Trabalha portanto um mundo todo ele teatro, onde encena-se peças cuja diversidade apenas camufla medulares semelhanças, conservando a manutenção do mesmo sob a propaganda do distinto. Também Eduardo compreende a construção da identidade como processo teatral — não algo anterior ao nascimento, prescrito por forças do além, mas força imanente realizada no contacto com as circunstâncias externas, na sinergia entre o indivíduo e os objetos assimilados, e reinventados, na mitologia da vida íntima.
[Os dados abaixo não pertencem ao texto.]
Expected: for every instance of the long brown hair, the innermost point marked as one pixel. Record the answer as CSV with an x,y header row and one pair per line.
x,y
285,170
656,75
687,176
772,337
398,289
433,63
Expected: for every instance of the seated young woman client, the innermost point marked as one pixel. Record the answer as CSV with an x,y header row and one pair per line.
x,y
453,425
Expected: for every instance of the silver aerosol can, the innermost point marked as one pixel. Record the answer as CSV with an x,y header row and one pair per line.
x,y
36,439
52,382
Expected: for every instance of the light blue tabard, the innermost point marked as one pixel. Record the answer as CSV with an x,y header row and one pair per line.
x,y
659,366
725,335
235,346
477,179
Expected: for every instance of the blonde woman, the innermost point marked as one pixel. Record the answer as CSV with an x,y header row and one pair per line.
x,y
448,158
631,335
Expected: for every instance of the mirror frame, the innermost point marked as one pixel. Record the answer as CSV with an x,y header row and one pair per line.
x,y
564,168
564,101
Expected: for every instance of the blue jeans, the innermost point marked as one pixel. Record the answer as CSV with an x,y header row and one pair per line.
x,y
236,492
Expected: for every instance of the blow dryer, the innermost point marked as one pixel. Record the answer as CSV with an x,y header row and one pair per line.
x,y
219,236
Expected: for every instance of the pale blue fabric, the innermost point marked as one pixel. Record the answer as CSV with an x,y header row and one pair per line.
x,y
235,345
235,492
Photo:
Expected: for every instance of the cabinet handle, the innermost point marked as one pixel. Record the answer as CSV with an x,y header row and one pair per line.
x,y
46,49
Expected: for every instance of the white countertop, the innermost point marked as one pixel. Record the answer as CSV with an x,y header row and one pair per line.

E busca no indivíduo o mesmo que Diogo encontra no corpo coletivo: a emergência do ser. Diogo ignora a desgraça e o sucesso, assumindo o êxtase de uma realidade lúdica que inventa-se e reinventa-se sem o rumo da verdade. O limite entre o que as coisas parecem ser e o que elas são, entre o prescrito pela convenção e o concebido pelo indivíduo que tantos artistas buscam romper é, para ele, exercício estéril.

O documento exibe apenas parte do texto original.